ところが、このころになると、しばらく前から開発されていたマイクロソフトのInternet Explorerが機能を強化し、ブラウザ戦争と呼ばれるシェアの争奪戦が始まる。時を同じくしてブラウザの将来性を見越した当時のAOL(現在のタイム・ワーナー)がネットスケープコミュニケーションズ買収を行い、現在も傘下に当たる。
1997年には、バージョン4.0をリリース。JavaScriptの大幅な機能強化を経るなど、ブラウザとしての機能は高くなっていったが、一方でバグや普及し始めていたCSSの解釈ミスなど、勢力を高めつつあったInternet Explorerとの競争に徐々に敗れていくようになる。実際、オープンソースになる前の1998年初頭には57%にまで落ち込んだ。
Internet Explorerがブラウザ戦争に勝った理由として、同社のPC販売網への不当な圧力(確定ではない)により同ソフトをオペレーティングシステムに抱き合わせたこと[3]や、Windows98以降、同ソフトがOSのシェルに統合されたために、PCを導入してすぐに使える(プリインストールされている)ため、他のブラウザソフトを新たに導入する機会自体が減ったことも大きい(詳細はInternet Explorerを参照)。

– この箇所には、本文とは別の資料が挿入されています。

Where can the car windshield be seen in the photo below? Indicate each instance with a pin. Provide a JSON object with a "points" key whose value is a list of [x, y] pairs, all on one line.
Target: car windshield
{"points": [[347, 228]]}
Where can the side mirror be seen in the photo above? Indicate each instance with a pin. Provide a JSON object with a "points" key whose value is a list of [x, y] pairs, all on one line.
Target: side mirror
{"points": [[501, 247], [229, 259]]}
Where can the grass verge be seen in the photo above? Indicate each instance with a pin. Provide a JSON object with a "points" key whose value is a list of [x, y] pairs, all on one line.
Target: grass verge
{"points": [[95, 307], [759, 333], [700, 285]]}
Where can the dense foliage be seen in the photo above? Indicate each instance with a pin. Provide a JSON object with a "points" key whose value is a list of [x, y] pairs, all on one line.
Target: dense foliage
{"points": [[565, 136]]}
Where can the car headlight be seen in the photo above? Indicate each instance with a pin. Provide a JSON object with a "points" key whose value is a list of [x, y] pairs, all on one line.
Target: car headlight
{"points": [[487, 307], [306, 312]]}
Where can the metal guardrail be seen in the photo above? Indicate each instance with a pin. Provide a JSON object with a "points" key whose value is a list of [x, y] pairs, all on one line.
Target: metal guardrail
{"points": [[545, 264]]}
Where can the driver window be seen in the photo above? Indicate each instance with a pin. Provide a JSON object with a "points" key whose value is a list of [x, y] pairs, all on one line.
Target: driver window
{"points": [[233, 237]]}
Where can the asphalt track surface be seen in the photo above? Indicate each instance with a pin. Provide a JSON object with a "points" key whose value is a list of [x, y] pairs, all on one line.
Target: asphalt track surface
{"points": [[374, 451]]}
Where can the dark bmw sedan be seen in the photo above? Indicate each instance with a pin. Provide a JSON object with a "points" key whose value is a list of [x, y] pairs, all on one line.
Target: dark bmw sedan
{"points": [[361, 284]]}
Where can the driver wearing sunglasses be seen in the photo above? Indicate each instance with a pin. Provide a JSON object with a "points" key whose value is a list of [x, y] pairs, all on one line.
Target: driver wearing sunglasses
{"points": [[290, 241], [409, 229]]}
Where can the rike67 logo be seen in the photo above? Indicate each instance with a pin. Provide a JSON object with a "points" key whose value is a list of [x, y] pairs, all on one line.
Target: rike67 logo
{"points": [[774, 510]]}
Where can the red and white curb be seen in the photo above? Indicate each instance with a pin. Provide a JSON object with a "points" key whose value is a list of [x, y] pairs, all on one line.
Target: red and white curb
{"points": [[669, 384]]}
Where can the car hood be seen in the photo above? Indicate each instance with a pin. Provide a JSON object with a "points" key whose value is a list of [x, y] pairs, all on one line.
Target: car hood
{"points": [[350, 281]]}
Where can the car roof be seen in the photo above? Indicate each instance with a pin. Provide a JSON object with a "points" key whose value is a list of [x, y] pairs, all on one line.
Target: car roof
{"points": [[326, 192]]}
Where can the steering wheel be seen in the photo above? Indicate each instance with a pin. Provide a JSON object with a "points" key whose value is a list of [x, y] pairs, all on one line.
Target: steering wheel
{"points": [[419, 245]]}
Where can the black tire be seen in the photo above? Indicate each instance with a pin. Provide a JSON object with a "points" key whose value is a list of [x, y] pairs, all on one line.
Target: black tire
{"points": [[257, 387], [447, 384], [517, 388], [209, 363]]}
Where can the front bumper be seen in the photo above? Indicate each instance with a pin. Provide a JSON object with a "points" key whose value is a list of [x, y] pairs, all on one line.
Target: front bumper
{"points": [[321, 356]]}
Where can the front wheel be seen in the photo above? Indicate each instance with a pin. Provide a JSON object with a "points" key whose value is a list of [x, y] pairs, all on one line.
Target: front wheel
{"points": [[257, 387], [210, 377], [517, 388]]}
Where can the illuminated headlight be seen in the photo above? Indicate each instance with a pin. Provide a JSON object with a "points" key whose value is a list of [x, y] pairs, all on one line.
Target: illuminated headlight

さらに1997年にアップルコンピュータがマイクロソフトと資本提携した為、Mac OSでもInternet ExplorerがインストールCD-ROMに収録されるようになり、Ver8.5以降ではこちらが標準となった[4]。
また、Webサイトを作成する側でも、レンダリングの違いから、Webサイトの製作コストを引き上げる要因でもあった。この為、管理コストを考えずに安価なWebサイトを欲するWebマスターの中にはバージョン4の頃にはWebサイトを設置しても、見る側が1割程度であればコストを掛けてNetscapeNavigatorに合わせる必要がないと判断したWebマスターも相当数存在したため、NetscapeNavigatorでは意図通りの表示の出来ないWebページが続出しシェアを下げる要因の一つともなった。1998年1月22日には、Netscape Navigator ブラウザと Netscape Communicator Standard Editionの無償化を発表し、また、バージョン4ながら、大幅な機能強化を行ったバージョン4.5を10月19日に発表するが、シェアの巻き返しからは程遠かった。
同年、ネットスケープコミュニケーションズは大きな決断をする。それは、Nestacapeのバージョン5.0に相当するソースコードを公開し、ライセンスを付け、オープンソースソフトウェアとして開発するというものだった。これは、勢力を広げつつあったLinuxなどのオープンソースソフトウェアに影響を受けたもので、プロジェクト名は「Mozilla」と呼ばれるようになり、開発は「Mozilla Organization」という非営利のグループで行われることとなった。その後、1998年暮れにネットスケープコミュニケーションズはAOLに買収されることになるが、プロジェクト自体は続行されることになった。
バージョン4.0のものは、後述のバージョン6などと並行して開発を続けられ、細かなバージョンアップをするが、2002年に、4.8をリリースして以降、このバージョンは開発を停止している。また、このバージョンは、オープンソースになったコードは使われていない。
[編集] 幻のバージョン5
Netscapeのバージョンは、4.8から6まで飛んでいる。これは、もともと5.0のソースを使ってMozillaを開発する予定であったが、余りの問題の多さに、途中でソースコードの利用を断念し、一からMozillaの開発を行う方針を立てたことによる。このことによって、旧来のNetscapeとはまったく異なるブラウザが誕生することになるが、一方でソースコードのつながりはまったく失われてしまう。そこで、マーケティング的な意図も含めて、バージョンのナンバリングを進め、バージョン6がリリースされることとなり、5は幻となった。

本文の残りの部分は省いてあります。